I don't know of any really good solution for just painting in arbitrary areas of rock. Unfortunately, one of the things you'll keep running into is weird looking shading - either too regular looking, or not lining up with the outline of the area - simply because the shape of a natural stone outcrop tends to be relatively complex. The solution you've used above is (in my opinion at least) a pretty good compromise though. Just means you have to let yourself be led a little by the shape of the rocks you've got, but hey, sculptors have been doing that for thousands of years, so it's a fine tradition.
A few tips and ideas to try to improve the look of your map even further:
Try painting the mask around your rocks with a textured brush - noise or even some more complex pattern.

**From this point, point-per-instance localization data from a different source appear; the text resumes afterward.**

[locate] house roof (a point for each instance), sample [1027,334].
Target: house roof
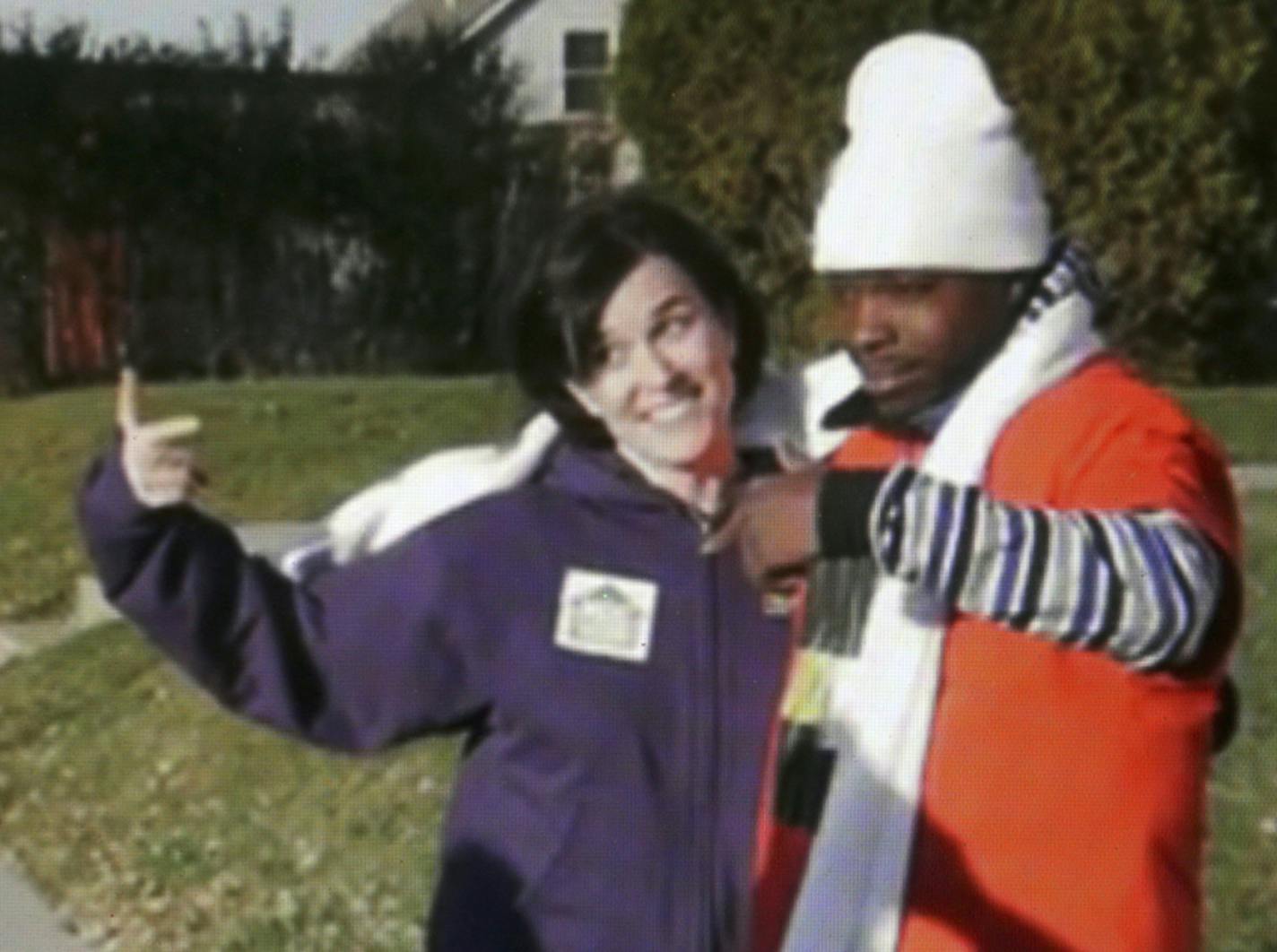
[412,18]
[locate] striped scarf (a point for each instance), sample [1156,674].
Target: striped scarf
[857,713]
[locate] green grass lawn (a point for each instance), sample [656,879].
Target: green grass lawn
[280,449]
[163,823]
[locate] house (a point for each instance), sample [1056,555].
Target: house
[563,48]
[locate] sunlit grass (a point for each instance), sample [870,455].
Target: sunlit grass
[161,822]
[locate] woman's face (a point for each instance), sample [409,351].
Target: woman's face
[665,383]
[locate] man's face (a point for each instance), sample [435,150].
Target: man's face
[918,337]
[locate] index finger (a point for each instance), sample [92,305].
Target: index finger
[126,400]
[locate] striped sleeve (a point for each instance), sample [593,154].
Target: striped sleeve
[1141,584]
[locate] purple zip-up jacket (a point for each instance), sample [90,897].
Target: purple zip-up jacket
[622,684]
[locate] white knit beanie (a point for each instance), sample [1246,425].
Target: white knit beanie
[934,177]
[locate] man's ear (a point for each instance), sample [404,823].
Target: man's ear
[587,403]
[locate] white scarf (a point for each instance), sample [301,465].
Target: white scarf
[882,699]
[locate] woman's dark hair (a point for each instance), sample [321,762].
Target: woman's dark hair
[552,331]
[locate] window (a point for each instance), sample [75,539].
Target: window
[585,72]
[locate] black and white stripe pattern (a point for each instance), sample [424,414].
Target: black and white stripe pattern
[1069,270]
[1143,586]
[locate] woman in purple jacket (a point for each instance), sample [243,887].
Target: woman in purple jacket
[621,681]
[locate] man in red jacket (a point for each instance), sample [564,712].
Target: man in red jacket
[1023,571]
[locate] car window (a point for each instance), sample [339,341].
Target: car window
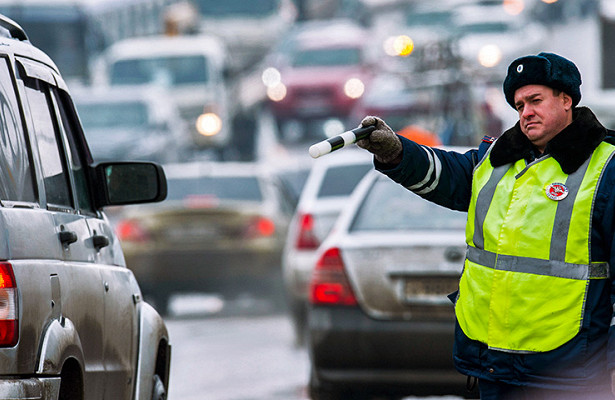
[16,179]
[212,8]
[69,131]
[229,188]
[341,180]
[166,71]
[55,177]
[327,57]
[120,114]
[390,206]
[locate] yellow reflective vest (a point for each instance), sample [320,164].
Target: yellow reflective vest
[528,261]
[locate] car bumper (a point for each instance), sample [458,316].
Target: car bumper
[30,388]
[347,346]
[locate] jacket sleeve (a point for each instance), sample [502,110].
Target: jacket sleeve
[604,232]
[442,177]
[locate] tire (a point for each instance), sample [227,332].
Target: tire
[320,391]
[159,392]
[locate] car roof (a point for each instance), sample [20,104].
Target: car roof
[161,45]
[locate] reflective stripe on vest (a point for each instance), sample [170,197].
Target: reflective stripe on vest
[528,262]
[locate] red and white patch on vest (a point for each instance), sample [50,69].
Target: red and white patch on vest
[556,191]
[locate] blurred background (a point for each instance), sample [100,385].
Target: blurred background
[229,94]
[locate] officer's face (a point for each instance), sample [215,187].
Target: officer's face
[542,113]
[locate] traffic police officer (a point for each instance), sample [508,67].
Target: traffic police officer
[534,305]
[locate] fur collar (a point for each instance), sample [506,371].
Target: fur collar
[570,148]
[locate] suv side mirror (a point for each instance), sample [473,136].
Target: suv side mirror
[122,183]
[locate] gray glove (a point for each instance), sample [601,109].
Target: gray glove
[383,143]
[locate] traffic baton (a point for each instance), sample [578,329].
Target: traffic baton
[341,140]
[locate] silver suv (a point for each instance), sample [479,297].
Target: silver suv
[73,324]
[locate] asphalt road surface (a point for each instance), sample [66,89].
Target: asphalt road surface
[239,351]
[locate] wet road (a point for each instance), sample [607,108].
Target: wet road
[241,351]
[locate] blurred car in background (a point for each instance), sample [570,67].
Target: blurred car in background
[490,36]
[379,319]
[221,230]
[131,124]
[248,28]
[322,74]
[415,36]
[324,195]
[190,68]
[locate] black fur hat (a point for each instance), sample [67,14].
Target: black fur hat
[543,69]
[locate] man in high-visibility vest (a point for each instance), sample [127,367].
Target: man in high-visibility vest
[535,302]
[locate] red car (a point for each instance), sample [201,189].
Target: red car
[323,75]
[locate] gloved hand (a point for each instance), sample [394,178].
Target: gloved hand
[383,143]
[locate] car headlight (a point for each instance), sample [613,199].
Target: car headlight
[398,46]
[354,88]
[489,55]
[277,92]
[271,77]
[208,124]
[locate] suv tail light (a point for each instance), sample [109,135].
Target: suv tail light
[130,230]
[306,240]
[9,321]
[260,227]
[330,285]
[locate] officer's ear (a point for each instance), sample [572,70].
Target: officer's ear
[567,100]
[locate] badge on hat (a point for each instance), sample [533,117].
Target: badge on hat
[556,191]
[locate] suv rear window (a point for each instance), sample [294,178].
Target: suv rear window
[341,180]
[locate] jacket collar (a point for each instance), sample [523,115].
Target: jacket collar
[570,148]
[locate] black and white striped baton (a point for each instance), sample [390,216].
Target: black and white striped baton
[339,141]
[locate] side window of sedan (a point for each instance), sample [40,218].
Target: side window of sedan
[16,178]
[55,176]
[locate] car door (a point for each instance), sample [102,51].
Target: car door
[121,292]
[77,283]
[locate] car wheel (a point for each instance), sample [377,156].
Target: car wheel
[158,391]
[319,390]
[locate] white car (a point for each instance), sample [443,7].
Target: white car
[325,193]
[190,68]
[379,320]
[489,38]
[131,123]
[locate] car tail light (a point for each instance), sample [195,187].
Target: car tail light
[306,240]
[260,227]
[330,285]
[9,321]
[130,230]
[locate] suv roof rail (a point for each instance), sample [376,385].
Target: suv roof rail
[11,29]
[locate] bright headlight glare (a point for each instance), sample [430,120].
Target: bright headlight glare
[354,88]
[489,56]
[277,92]
[271,77]
[208,124]
[403,45]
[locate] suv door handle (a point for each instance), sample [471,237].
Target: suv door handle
[100,241]
[67,237]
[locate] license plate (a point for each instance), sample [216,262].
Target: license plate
[429,289]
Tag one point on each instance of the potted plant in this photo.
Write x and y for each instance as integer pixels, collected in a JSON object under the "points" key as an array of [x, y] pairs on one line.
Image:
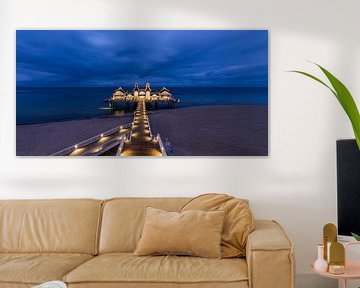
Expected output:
{"points": [[347, 102]]}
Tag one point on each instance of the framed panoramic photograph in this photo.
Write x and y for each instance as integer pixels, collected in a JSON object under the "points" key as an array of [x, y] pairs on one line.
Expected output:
{"points": [[142, 93]]}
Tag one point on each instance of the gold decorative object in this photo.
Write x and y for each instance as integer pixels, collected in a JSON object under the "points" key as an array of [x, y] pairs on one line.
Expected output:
{"points": [[330, 236], [337, 258]]}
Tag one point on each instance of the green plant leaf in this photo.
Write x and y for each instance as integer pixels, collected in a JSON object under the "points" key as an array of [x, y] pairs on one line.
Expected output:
{"points": [[316, 79], [346, 100], [344, 97], [356, 236]]}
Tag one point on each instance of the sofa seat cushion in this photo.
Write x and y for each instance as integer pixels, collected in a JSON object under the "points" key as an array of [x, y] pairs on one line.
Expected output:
{"points": [[125, 267], [36, 268]]}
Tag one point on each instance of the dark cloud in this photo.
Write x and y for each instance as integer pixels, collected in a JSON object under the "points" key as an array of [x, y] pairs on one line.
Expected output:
{"points": [[111, 58]]}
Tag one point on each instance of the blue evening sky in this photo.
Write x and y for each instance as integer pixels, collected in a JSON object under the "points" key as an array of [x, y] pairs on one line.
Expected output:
{"points": [[188, 58]]}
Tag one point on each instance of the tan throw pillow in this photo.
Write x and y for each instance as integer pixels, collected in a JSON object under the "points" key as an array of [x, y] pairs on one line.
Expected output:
{"points": [[196, 233], [239, 220]]}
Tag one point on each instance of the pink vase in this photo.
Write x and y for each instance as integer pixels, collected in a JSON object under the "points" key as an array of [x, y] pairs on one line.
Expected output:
{"points": [[320, 264]]}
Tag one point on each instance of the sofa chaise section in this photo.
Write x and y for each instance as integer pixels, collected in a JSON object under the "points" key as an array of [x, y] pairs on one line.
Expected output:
{"points": [[43, 240]]}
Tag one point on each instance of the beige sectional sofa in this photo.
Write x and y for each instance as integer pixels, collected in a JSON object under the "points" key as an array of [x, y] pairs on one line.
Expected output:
{"points": [[89, 243]]}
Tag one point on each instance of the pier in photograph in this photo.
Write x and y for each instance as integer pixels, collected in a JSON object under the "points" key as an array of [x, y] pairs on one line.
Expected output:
{"points": [[145, 95]]}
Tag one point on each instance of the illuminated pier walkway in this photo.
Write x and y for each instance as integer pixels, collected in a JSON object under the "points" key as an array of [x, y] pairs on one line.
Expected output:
{"points": [[140, 141], [98, 144]]}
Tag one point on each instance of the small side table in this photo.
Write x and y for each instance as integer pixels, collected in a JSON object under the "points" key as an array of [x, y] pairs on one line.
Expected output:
{"points": [[352, 269]]}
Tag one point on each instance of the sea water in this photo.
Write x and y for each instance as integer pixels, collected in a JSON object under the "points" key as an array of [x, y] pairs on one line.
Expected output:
{"points": [[45, 104]]}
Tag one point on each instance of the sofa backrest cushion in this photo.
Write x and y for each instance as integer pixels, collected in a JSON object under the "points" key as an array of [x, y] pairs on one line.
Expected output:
{"points": [[123, 220], [66, 226]]}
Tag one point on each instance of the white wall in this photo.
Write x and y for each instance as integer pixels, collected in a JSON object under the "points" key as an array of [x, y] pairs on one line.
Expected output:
{"points": [[295, 185]]}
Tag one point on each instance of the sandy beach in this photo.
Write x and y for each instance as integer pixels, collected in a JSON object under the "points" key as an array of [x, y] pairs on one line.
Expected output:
{"points": [[47, 138], [222, 130]]}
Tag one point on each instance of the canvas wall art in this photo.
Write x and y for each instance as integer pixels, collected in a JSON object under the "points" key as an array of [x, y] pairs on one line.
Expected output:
{"points": [[142, 93]]}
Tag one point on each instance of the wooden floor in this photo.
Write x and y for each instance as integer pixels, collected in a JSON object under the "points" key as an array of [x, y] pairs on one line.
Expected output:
{"points": [[141, 143]]}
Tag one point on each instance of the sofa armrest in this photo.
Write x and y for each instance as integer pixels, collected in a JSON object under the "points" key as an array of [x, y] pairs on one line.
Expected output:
{"points": [[269, 256]]}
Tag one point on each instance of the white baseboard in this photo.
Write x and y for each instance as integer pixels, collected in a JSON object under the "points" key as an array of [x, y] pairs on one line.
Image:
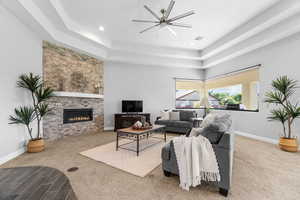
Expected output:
{"points": [[12, 155], [256, 137], [109, 128]]}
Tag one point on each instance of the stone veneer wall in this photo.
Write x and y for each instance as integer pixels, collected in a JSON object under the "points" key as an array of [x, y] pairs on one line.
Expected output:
{"points": [[53, 124], [69, 71]]}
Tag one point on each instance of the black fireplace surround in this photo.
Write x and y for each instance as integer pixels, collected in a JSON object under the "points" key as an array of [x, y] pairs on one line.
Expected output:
{"points": [[77, 115]]}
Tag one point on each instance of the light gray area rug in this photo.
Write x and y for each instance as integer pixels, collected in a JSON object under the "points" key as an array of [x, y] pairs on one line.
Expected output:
{"points": [[126, 160]]}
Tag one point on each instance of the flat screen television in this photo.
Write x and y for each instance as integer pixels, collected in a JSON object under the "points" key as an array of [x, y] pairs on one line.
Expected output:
{"points": [[132, 106]]}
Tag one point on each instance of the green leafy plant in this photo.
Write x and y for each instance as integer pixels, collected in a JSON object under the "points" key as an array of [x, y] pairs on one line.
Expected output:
{"points": [[40, 94], [286, 112]]}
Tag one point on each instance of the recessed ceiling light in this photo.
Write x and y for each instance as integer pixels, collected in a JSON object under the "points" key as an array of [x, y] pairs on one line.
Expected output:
{"points": [[199, 38], [101, 28]]}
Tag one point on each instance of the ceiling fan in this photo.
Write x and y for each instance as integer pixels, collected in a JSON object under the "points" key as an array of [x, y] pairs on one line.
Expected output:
{"points": [[164, 20]]}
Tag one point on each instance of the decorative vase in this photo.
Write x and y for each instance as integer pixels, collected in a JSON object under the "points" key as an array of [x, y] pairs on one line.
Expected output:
{"points": [[288, 144], [35, 146]]}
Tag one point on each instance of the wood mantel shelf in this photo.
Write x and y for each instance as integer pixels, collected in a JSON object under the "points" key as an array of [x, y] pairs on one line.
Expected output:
{"points": [[78, 94]]}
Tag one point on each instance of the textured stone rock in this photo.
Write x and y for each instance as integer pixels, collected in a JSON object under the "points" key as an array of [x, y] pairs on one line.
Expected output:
{"points": [[53, 125], [67, 70]]}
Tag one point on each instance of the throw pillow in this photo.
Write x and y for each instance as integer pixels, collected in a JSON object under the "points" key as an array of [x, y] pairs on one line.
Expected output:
{"points": [[174, 116], [186, 115], [213, 127], [195, 132]]}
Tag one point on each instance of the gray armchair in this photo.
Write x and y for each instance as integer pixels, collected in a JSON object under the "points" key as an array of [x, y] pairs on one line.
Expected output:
{"points": [[223, 151]]}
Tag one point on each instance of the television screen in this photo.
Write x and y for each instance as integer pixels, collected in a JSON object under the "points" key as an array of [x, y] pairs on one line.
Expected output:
{"points": [[132, 106]]}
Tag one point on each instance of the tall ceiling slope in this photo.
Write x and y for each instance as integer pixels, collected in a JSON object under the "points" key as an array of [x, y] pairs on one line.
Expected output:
{"points": [[230, 28]]}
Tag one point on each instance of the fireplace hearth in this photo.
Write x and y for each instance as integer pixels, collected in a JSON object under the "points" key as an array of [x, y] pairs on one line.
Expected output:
{"points": [[77, 115]]}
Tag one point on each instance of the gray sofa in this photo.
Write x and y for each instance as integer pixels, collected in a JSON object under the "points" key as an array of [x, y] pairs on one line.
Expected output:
{"points": [[223, 150], [182, 126]]}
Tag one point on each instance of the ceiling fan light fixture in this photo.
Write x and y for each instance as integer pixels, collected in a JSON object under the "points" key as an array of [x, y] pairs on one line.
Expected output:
{"points": [[199, 38], [164, 20]]}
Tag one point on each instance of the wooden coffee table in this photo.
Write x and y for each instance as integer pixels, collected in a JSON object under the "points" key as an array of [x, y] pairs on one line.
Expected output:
{"points": [[138, 135]]}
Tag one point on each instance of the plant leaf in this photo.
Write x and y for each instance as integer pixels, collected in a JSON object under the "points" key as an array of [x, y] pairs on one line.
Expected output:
{"points": [[23, 115], [30, 82]]}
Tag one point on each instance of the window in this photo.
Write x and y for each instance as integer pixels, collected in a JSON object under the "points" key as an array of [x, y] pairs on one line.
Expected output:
{"points": [[220, 97], [234, 91], [188, 94]]}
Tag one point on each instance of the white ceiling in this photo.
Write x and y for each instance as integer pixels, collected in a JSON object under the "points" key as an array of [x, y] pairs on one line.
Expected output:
{"points": [[213, 19]]}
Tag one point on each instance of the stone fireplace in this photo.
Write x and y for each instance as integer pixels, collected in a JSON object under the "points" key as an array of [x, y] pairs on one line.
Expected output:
{"points": [[77, 115], [77, 107], [56, 126]]}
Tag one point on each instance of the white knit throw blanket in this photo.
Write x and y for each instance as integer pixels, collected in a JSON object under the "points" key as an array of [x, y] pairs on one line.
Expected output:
{"points": [[196, 161]]}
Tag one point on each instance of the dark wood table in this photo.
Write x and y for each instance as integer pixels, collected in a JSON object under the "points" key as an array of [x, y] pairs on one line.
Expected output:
{"points": [[138, 135]]}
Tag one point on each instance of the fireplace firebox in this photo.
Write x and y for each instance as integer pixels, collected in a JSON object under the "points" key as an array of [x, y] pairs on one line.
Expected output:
{"points": [[77, 115]]}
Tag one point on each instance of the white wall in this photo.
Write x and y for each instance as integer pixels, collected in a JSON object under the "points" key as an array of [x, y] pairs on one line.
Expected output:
{"points": [[154, 85], [20, 52], [280, 58]]}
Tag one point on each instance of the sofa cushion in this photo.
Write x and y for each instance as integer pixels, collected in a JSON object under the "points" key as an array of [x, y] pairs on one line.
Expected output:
{"points": [[186, 115], [174, 116], [213, 127], [220, 122]]}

You want the two textures to blend with one another, while still having the illusion of a hard border between the particles of rock and particles of dirt or sand.
Make sure your light directions match up. The light on your rock texture looks to be from the top left. The rocks cast shadows that go down and left, as if the light were in the top right. This is pretty subtle, but the eye picks up on it as a subtle dissonance in the image as a whole.
You might try painting in some large scale form on your rock formations using a large noisy brush to daub simple black and white into low opacity multiply (shading) and color dodge (highlight) layers on opposite edges of the formations. This will help give them a little sense of depth and overall curvature.